Le terrain est un monde à la fois grisant et usant. On n’a pas vraiment le temps de réfléchir ou de choisir entre une scène et une autre. On documente ce que l’on voit et ce n’est que lorsque l’on rentre en avion, quand la pression retombe, que les émotions surgissent. Toutefois, certaines circonstances ne permettent pas la distanciation comme dans le cas des massacres de Christchurch en Nouvelle Zélande, lorsque j’ai du photographier des personnes qui avaient perdu un proche, un enfant ou un ami la veille du reportage. Il est impossible de ne pas être assailli par la détresse de ces personnes. Heureusement, l'AFP propose un service d'assistance psychologique pour éviter de perdre pied mais il s'agit probablement du reportage le plus dur de ma carrière.
Qu’est-ce qui fait un bon photo-journaliste ?
L’empathie est une caractéristique essentielle. Il faut sincèrement être intéressé par la vie des autres personnes. Par ailleurs, ne jamais juger ou prendre parti. Seules les images comptent, le fait de documenter et de témoigner d’une actualité qui se déroule sous vos yeux. En ce sens, je conseille de rester humble. Je me considère comme un débutant permanent car c’est le meilleur moyen de rester ouvert et de progresser. Enfin, il faut être patient. Les bonnes photos ne viennent pas toutes seules, même s’il y a toujours une part de chance. Il faut attendre, parfois des jours au même endroit, pour que se présente l’opportunité d’une bonne photo ou d’une série intéressante. Cela réclame des sacrifices, comme ce fût le cas pour de nombreux collègues lors des événements récents de Hong Kong. Beaucoup se sont retrouvés à documenter une actualité internationale qui se déroulait en bas de chez eux, sans pouvoir vraiment souffler ou voir leur famille qui s’inquiétait, devant dormir sur place pour rester au cœur de l’action. Aujourd’hui, le public consomme des images comme dans un fast food et n’a souvent aucune idée du travail qui se cache derrière.

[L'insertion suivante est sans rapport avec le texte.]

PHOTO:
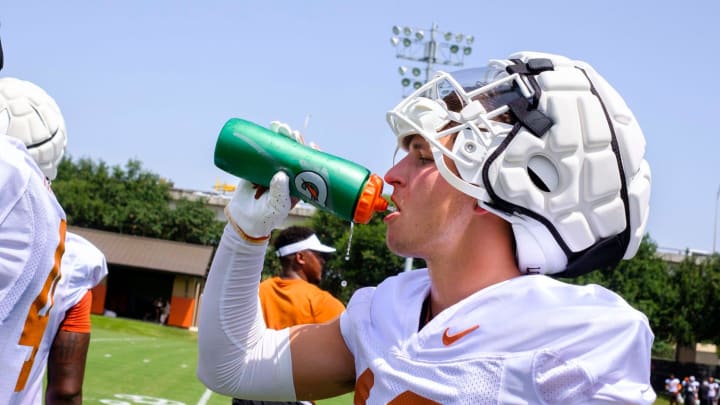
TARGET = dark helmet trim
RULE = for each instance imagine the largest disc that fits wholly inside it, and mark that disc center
(527, 113)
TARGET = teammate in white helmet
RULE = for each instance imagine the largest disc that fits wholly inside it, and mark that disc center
(46, 273)
(530, 166)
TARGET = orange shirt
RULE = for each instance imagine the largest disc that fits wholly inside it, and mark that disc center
(292, 302)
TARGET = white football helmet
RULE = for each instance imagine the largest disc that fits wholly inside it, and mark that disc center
(28, 113)
(547, 144)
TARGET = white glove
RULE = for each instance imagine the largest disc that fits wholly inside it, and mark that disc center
(255, 211)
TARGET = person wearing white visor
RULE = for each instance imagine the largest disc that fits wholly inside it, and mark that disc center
(293, 297)
(507, 177)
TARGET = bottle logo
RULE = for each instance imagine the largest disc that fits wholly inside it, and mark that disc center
(312, 187)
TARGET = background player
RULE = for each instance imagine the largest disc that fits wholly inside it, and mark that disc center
(46, 273)
(530, 166)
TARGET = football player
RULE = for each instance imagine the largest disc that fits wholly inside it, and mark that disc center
(528, 168)
(46, 273)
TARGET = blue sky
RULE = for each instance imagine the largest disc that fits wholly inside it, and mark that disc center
(156, 80)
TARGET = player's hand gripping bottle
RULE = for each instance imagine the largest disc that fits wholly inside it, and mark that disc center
(328, 182)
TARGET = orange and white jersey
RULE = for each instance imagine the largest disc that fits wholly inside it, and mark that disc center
(35, 288)
(528, 340)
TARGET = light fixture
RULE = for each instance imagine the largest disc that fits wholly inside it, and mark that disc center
(428, 47)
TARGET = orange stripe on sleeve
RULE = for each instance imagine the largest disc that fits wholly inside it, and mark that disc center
(77, 318)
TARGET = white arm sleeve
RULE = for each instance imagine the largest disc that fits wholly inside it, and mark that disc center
(238, 355)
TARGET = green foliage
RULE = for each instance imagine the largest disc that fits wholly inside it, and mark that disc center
(696, 282)
(130, 200)
(677, 298)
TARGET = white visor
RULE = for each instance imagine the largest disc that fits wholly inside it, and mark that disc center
(311, 243)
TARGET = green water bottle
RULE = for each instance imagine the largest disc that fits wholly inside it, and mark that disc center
(255, 153)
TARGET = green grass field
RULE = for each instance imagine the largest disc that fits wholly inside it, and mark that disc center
(135, 362)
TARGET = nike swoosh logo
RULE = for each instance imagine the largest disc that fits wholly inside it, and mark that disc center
(449, 339)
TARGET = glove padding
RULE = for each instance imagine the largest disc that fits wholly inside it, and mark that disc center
(255, 210)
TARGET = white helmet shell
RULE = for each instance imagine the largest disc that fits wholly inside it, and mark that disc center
(28, 113)
(547, 144)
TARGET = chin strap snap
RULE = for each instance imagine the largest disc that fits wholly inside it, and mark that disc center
(525, 112)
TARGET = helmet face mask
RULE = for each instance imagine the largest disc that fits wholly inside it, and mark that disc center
(545, 143)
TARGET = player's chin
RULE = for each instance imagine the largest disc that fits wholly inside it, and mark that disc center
(394, 241)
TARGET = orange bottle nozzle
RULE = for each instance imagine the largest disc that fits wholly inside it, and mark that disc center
(370, 200)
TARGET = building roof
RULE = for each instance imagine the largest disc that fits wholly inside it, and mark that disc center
(149, 253)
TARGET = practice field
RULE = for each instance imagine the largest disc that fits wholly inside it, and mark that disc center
(135, 362)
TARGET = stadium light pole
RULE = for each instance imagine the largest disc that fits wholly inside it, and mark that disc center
(717, 198)
(437, 48)
(429, 48)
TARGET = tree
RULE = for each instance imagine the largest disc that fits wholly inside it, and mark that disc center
(130, 200)
(697, 281)
(645, 283)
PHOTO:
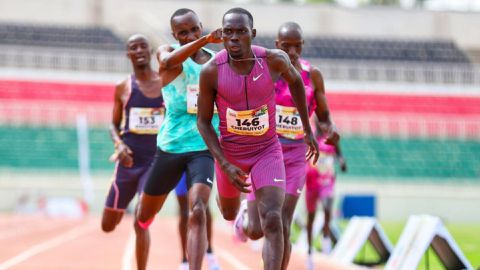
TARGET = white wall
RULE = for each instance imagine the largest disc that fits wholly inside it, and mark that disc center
(152, 18)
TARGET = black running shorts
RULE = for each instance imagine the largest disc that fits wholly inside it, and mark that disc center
(167, 168)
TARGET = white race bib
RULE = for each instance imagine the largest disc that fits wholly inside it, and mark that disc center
(192, 97)
(289, 124)
(146, 120)
(326, 164)
(248, 123)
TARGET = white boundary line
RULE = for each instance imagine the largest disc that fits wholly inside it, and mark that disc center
(18, 232)
(128, 252)
(46, 245)
(234, 262)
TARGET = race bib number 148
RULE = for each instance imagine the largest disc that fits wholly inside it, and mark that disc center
(289, 124)
(145, 120)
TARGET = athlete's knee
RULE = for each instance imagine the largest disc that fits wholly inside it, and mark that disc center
(143, 224)
(255, 231)
(286, 222)
(184, 215)
(108, 226)
(228, 213)
(197, 215)
(272, 222)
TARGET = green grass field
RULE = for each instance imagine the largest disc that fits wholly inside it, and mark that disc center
(467, 237)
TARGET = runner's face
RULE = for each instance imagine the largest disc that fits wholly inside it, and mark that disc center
(186, 28)
(291, 42)
(138, 50)
(237, 35)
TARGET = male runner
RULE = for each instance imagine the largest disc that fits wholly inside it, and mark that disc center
(241, 83)
(137, 115)
(181, 190)
(180, 147)
(320, 187)
(290, 132)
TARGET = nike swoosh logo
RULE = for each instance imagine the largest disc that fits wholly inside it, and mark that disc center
(256, 78)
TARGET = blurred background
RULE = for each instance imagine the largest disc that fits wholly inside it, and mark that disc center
(402, 80)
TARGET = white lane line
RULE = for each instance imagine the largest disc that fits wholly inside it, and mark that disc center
(234, 262)
(128, 252)
(19, 231)
(46, 245)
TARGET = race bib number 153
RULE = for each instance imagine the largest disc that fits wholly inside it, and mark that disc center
(145, 120)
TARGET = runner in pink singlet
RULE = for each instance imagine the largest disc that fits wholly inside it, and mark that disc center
(320, 182)
(290, 131)
(241, 83)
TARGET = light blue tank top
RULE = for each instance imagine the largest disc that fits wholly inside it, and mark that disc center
(179, 132)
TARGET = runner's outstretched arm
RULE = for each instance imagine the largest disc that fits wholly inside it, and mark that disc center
(206, 97)
(322, 112)
(122, 151)
(280, 61)
(169, 58)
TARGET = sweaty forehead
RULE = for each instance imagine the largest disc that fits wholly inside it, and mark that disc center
(236, 20)
(137, 40)
(291, 34)
(186, 20)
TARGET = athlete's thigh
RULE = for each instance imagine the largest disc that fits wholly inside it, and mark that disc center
(269, 199)
(181, 189)
(289, 206)
(200, 168)
(295, 163)
(253, 217)
(225, 188)
(164, 173)
(123, 188)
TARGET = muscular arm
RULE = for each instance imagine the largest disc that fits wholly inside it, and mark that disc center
(117, 113)
(206, 98)
(122, 151)
(168, 58)
(280, 64)
(322, 111)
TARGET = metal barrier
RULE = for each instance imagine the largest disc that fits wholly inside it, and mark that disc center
(410, 72)
(337, 70)
(63, 59)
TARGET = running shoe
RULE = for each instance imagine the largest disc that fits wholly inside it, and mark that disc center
(310, 263)
(183, 266)
(212, 262)
(239, 221)
(326, 245)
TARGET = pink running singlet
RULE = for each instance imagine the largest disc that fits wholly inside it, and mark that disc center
(321, 179)
(290, 130)
(246, 108)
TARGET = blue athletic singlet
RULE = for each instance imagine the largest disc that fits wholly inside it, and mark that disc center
(179, 132)
(142, 117)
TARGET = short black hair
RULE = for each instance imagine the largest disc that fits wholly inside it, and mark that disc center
(240, 11)
(180, 12)
(290, 26)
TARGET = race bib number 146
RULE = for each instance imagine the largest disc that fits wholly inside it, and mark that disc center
(248, 123)
(289, 124)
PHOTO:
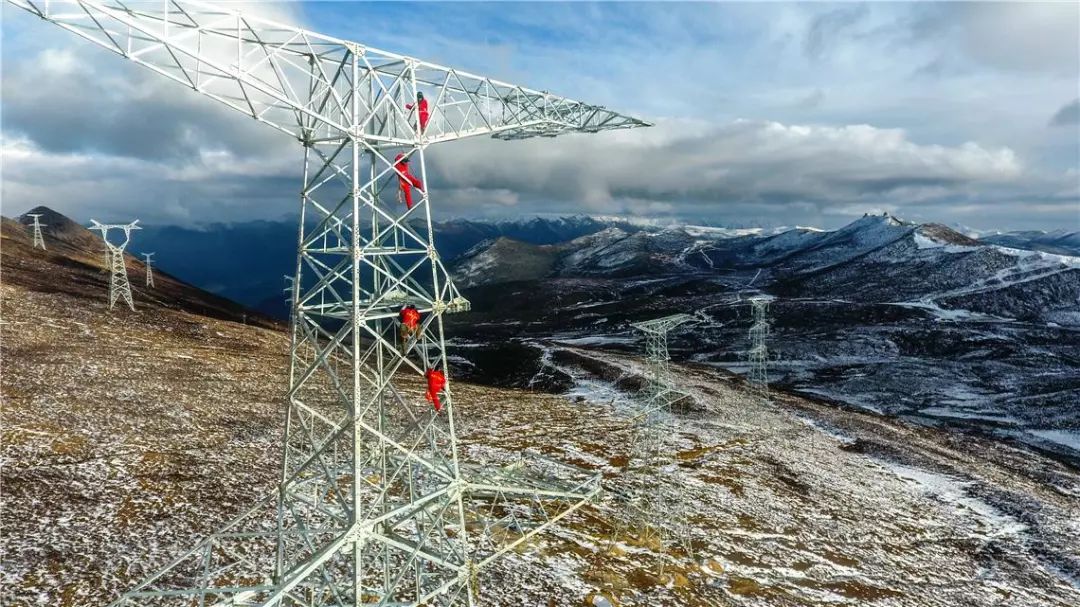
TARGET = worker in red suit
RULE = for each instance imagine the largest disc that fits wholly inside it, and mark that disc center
(435, 383)
(406, 180)
(410, 324)
(421, 108)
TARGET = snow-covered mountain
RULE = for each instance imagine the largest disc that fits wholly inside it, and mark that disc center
(904, 319)
(1061, 242)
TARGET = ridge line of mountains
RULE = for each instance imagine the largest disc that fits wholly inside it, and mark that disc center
(917, 321)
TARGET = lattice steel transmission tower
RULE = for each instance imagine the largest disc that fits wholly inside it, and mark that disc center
(120, 287)
(374, 504)
(757, 355)
(149, 269)
(39, 241)
(650, 511)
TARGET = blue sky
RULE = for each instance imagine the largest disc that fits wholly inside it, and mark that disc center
(772, 113)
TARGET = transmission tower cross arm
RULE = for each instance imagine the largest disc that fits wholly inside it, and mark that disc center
(318, 88)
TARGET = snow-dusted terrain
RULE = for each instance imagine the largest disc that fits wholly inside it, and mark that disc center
(916, 321)
(127, 435)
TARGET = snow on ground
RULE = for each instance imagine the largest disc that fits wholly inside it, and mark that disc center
(113, 463)
(955, 494)
(1065, 437)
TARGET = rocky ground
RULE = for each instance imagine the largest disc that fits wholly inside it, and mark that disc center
(126, 435)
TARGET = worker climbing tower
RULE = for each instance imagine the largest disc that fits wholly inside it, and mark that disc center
(651, 512)
(757, 355)
(120, 287)
(149, 269)
(374, 504)
(39, 241)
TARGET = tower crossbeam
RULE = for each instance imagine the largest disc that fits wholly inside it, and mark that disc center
(374, 504)
(39, 240)
(305, 83)
(120, 287)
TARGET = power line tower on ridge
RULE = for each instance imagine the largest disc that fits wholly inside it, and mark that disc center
(120, 287)
(374, 504)
(39, 241)
(757, 355)
(650, 508)
(149, 269)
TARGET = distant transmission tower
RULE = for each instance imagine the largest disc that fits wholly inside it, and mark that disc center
(39, 241)
(758, 353)
(288, 289)
(149, 270)
(650, 509)
(120, 287)
(373, 506)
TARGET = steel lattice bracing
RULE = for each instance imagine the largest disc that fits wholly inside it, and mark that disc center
(757, 355)
(120, 287)
(374, 506)
(39, 240)
(149, 269)
(651, 511)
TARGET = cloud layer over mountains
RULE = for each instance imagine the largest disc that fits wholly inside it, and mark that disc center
(810, 116)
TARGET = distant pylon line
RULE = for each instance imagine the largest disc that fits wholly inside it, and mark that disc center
(149, 269)
(39, 241)
(648, 458)
(757, 355)
(119, 285)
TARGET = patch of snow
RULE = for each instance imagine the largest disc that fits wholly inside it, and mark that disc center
(923, 242)
(955, 493)
(945, 412)
(595, 340)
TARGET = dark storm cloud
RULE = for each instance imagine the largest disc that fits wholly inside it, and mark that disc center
(66, 100)
(1069, 113)
(85, 131)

Le photographe est un passeur
Qu’est ce qui a changé depuis l’époque de Gilles Caron, ce jeune reporter qui a couvert mai 68 à Paris et a disparu à 30 ans au Cambodge ?
Pour moi, c’est incroyable de voir à quel point nous travaillons aujourd’hui de façon connectée, les bons clichés étant envoyés dans la minute aux journaux pour être exploités quasiment instantanément. A l’époque de Gilles Caron, le reporter était laissé à lui-même et devait prendre des décisions lourdes de conséquences comme celle d’abandonner un bus officiel pendant la guerre des 6 jours en Israël, afin d’être au milieu des combats. Pour espérer envoyer ses pellicules à Paris, il fallait parfois les cacher dans des cargaisons autres, en envoyant des indications pour les récupérer à l’arrivée. Dans certains cas, le dernier avion partait pour la France comme pour le Cambodge et c’était le seul moyen d’envoyer ses clichés. D’ailleurs, ce qui est arrivé après ce dernier vol est encore un mystère. Aujourd'hui, le reportage est un vrai travail d'équipe et le photographe n'est plus aussi isolé.
Pensez-vous que les photos échappent à ceux qui les prennent, pour être parfois détournées de leur sens ou de leur contexte ?
Il est vrai que les mêmes images peuvent être utilisées pour soutenir des points de vue diamétralement opposés. Néanmoins, le photo-journaliste est responsable des légendes des photos qu’il transmet à son journal ou à son agence. Les usages ultérieurs sont évidemment difficiles à contrôler, notamment sur les réseaux sociaux qui n’hésitent pas à exploiter certains clichés de manière partisane. Il est important de lire le texte associé à l'image en vérifiant les sources pour maintenir un point de vue le plus objectif et étayé possible. Je crois cependant que l’on fait un travail essentiel en donnant envie au public d’en savoir plus, en allant chercher toute l’histoire derrière une photo.